テンプレートに<script>で直書きするのではなく、変数として渡すのが正攻法です。

wp_enqueue_script('main', get_theme_file_uri('js/main.js'), [], '1.0.0', true);
wp_localize_script('main', 'MY_DATA', [
  'ajaxUrl' => admin_url('admin-ajax.php'),
  'homeUrl' => home_url('/'),
  'nonce'   => wp_create_nonce('my_action'),
]);
console.log(MY_DATA.homeUrl);

wp_localize_script()指定したスクリプトの直前に変数を出力するので、順番の心配もありません。

ページごとに読みこみを分ける

全ページで全部読みこむ必要はありません。条件分岐で絞れば、その分だけ軽くなります。

function my_assets() {
  wp_enqueue_style('main', get_theme_file_uri('style.css'), [], '1.0.0');

  if (is_front_page()) {
    wp_enqueue_script('slider', get_theme_file_uri('js/slider.js'), [], '1.0.0', true);
  }
  if (is_singular('shohin')) {
    wp_enqueue_style('product', get_theme_file_uri('css/product.css'), ['main'], '1.0.0');
  }
}
add_action('wp_enqueue_scripts', 'my_assets');

['main']のように依存を書くと、必ずmainより後に読みこまれるので、上書きの順番が保証されます。

べんりワザWordPressの条件分岐タグ早見表条件分岐タグの早見表はこちら

管理画面・ブロックエディタで読みこむ

フック対象
wp_enqueue_scriptsサイト側(フロント)
admin_enqueue_scripts管理画面
enqueue_block_editor_assetsブロックエディタの編集画面

ブロックエディタの中でも記事の見た目を再現したいときは、enqueue_block_editor_assetsでCSSを読みこみます。

wp_head()wp_footer()が必須

wp_enqueue_*で登録したファイルは、テンプレートのこの2つの位置に出力されます。

  <?php wp_head(); ?>
</head>
  <?php wp_footer(); ?>
</body>

この2行が無いとCSSもJSも一切出力されません(プラグインも動かなくなります)。
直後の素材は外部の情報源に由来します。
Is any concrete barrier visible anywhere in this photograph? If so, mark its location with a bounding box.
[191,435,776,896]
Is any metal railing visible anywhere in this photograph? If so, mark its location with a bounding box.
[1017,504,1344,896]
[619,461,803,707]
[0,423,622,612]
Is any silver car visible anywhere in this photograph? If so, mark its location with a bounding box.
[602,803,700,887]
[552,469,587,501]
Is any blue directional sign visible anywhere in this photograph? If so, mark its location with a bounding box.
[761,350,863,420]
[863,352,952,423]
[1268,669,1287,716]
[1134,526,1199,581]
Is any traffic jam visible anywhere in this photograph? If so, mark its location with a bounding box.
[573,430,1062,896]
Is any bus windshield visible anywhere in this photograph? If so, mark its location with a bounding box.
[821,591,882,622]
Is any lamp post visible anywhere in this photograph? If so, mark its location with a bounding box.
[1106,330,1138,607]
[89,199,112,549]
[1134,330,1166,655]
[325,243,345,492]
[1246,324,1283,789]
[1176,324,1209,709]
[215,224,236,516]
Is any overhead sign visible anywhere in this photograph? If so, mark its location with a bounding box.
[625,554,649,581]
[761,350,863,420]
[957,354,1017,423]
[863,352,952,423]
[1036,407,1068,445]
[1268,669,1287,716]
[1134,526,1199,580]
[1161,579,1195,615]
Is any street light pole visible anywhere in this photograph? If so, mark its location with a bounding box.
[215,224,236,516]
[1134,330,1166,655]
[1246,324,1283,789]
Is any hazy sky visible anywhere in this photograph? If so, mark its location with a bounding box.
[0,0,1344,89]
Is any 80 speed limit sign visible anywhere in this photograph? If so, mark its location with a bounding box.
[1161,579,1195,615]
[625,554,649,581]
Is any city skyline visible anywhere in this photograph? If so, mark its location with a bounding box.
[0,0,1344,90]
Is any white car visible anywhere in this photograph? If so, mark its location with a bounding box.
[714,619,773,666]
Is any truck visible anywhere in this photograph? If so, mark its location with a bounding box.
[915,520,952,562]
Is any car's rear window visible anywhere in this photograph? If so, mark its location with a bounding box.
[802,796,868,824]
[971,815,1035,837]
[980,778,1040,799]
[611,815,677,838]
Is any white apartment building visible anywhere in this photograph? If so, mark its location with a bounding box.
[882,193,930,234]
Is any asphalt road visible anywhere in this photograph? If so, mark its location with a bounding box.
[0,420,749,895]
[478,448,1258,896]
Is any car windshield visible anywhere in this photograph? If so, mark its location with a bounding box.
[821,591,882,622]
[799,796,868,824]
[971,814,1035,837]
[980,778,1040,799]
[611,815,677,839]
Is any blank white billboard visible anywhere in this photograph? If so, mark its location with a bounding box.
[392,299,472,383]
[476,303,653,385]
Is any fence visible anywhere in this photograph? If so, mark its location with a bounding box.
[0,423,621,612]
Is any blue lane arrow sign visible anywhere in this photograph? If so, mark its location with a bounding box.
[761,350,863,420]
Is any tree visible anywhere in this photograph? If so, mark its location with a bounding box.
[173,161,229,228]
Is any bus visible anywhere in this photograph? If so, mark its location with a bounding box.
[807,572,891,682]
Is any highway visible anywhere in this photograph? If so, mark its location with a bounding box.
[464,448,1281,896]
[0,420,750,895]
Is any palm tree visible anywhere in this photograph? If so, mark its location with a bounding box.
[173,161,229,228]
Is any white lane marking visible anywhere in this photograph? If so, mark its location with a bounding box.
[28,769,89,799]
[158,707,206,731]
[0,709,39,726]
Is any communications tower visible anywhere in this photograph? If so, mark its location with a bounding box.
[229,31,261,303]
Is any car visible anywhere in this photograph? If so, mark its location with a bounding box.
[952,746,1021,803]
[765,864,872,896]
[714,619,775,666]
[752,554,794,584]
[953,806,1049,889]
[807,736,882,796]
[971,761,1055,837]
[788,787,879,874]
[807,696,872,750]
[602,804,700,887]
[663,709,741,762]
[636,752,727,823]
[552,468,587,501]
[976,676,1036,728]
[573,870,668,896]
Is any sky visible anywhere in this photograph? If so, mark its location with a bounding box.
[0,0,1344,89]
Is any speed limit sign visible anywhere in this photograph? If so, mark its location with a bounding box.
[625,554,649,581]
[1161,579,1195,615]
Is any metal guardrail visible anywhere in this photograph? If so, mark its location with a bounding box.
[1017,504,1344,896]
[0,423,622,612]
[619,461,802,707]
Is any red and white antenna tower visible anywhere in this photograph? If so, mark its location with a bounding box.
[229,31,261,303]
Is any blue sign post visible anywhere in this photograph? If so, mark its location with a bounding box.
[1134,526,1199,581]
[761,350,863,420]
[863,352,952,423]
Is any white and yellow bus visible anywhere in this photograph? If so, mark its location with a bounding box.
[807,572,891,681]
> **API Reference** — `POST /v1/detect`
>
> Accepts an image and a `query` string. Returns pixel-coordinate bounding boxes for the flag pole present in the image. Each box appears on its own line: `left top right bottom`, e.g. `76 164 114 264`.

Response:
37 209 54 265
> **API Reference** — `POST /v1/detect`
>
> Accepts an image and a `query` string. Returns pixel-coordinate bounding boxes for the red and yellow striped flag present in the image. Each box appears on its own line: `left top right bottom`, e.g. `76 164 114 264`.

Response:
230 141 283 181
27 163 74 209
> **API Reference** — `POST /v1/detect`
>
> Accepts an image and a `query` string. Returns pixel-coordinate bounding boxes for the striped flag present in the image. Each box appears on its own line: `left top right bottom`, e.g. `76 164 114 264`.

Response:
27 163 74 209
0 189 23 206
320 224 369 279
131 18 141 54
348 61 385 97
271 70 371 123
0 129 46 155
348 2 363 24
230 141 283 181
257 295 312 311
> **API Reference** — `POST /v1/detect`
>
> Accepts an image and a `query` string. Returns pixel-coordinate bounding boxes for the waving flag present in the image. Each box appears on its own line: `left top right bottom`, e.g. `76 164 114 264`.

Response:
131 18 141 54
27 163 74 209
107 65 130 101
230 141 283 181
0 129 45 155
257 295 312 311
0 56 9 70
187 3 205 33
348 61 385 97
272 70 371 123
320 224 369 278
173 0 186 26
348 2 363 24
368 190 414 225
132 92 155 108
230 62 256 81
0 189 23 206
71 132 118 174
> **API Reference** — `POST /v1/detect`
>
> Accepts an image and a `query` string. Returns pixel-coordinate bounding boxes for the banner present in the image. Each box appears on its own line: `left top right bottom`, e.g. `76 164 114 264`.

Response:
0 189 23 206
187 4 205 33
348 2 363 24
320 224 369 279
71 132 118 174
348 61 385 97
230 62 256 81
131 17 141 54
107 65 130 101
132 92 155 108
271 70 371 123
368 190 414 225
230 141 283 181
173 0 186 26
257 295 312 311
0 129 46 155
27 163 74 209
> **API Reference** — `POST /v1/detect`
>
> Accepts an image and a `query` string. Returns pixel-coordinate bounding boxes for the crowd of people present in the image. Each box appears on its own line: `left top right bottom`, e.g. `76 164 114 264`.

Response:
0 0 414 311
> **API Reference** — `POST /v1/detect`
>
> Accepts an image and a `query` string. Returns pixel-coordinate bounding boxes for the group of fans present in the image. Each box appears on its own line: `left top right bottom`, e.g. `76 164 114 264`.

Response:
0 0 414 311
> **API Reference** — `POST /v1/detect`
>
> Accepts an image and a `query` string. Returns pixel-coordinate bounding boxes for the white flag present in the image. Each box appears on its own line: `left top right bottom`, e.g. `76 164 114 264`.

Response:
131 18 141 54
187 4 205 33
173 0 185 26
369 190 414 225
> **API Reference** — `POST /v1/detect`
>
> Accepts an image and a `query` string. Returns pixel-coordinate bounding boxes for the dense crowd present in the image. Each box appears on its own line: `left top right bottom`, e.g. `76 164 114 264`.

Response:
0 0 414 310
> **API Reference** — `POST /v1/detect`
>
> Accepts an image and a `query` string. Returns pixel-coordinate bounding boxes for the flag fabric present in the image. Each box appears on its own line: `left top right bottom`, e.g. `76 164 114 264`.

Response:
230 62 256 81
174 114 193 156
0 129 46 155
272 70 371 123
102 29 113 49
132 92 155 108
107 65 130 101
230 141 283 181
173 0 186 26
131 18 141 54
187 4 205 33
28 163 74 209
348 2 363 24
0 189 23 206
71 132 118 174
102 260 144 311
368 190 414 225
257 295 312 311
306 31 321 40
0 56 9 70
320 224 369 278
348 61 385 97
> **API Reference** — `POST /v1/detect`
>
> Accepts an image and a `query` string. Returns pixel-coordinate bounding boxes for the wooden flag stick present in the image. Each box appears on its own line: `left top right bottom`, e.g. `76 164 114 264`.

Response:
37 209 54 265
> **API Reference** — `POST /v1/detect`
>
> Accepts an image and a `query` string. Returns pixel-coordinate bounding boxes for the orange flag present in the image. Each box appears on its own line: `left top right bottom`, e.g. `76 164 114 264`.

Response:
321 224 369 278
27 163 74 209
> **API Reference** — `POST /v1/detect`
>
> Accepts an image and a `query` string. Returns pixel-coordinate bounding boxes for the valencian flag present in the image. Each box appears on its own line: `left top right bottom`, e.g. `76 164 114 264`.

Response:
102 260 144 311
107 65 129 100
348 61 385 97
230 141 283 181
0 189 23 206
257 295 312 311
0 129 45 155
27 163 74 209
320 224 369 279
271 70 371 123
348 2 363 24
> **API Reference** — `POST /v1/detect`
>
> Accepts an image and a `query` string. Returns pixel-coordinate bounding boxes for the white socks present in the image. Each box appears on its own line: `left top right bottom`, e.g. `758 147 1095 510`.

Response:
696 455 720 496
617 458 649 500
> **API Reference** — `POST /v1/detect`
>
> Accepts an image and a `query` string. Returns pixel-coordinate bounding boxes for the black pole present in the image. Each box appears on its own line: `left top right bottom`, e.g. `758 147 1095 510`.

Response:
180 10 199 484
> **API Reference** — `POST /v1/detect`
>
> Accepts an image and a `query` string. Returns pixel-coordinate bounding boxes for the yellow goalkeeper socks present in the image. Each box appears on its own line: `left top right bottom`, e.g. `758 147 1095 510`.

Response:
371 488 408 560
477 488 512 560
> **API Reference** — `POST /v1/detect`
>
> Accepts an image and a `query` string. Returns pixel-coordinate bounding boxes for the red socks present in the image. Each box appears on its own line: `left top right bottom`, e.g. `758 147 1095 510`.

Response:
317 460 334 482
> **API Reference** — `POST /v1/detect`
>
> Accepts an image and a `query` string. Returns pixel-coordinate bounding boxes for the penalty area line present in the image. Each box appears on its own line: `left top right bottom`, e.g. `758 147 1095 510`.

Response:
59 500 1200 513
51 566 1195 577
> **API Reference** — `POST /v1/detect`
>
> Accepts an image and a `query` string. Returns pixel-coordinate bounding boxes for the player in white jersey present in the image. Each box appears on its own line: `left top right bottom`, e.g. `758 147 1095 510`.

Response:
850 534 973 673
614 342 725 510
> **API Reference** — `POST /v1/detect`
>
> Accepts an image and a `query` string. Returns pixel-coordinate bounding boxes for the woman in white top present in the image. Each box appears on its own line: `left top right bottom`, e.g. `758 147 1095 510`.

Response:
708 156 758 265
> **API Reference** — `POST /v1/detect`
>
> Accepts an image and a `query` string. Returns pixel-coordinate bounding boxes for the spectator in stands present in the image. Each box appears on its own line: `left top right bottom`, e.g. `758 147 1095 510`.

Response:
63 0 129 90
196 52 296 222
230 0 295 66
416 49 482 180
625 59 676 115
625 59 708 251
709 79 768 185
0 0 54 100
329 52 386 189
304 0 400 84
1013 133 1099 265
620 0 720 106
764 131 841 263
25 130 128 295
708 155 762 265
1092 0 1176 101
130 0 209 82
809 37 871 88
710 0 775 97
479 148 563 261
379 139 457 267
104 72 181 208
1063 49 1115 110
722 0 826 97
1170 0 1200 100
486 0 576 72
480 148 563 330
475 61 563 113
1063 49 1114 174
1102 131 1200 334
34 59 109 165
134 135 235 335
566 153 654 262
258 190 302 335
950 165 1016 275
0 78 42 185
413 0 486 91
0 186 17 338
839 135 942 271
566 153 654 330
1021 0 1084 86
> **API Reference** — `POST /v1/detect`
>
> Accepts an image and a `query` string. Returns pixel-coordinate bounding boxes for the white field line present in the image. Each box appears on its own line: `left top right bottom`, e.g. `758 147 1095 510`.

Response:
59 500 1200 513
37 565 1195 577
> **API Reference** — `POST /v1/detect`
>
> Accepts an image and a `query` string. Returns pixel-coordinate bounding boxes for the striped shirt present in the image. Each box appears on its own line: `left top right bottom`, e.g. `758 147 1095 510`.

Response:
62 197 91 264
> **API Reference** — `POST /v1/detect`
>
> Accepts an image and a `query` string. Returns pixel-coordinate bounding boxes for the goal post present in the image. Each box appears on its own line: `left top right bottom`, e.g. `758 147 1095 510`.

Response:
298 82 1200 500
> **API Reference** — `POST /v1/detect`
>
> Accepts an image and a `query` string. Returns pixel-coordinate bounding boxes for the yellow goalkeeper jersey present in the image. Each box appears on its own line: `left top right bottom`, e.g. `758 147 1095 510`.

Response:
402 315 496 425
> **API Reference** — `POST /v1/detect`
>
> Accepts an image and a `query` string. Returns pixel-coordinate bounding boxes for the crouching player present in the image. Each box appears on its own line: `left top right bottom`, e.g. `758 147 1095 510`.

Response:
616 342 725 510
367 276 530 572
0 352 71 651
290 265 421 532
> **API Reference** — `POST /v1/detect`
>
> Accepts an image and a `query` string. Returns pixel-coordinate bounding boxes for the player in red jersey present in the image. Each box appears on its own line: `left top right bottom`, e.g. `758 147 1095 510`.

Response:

テーマを自作したときにいちばん最初に確認するポイントです。

外部のCDNを読みこむ場合

wp_enqueue_style('lightbox', 'https://cdn.example.com/lightbox.min.css', [], null);

外部URLはバージョンにnullを渡してURLをそのまま保ちます。ただし、外部サービスの停止や改変の影響を受けるため、本番では自前にダウンロードして読みこむほうが安全です。

まとめ

  1. CSS・JSはfunctions.phpからwp_enqueue_style() / wp_enqueue_script()で読みこむ
  2. JSは第5引数trueでフッターへ。依存配列で読みこみ順を保証する
  3. バージョン(filemtime()など)でキャッシュ対策。反映されないときはまずここ
  4. PHPの値はwp_localize_script()でJSへ。wp_head() / wp_footer()が無いと何も出力されない

読みこみを制御できると、表示速度とトラブルの少なさが一段変わります。

よくある質問

header.phpにlinkタグを直接書いてはいけないのですか?
動きはしますが避けます。読みこみ順や重複の管理ができず、プラグインとの相性問題やキャッシュ対策のバージョン付与ができなくなります。wp_enqueue_style()を使うと、WordPressが順番と重複を管理してくれます。
CSSを直したのにブラウザで変わりません
キャッシュが原因です。wp_enqueue_styleの第4引数にバージョンを渡すとURLに?ver=…が付き、変更時に再読みこみされます。開発中はfilemtime()でファイルの更新時刻を渡す方法が便利です。
WordPressでjQueryを使うにはどうしますか?
wp_enqueue_script('jquery')は不要な場合が多く、依存配列に['jquery']を書くだけで自動的に読みこまれます。WordPress同梱のjQueryはノーコンフリクトモードなので、$ではなくjQueryを使うか、function($){…}(jQuery)で囲みます。
JavaScriptからPHPの値を使いたいです
wp_localize_script()(またはwp_add_inline_script())でJavaScript側に変数として渡します。テンプレートにscriptタグで直書きするより安全で、順番の管理もできます。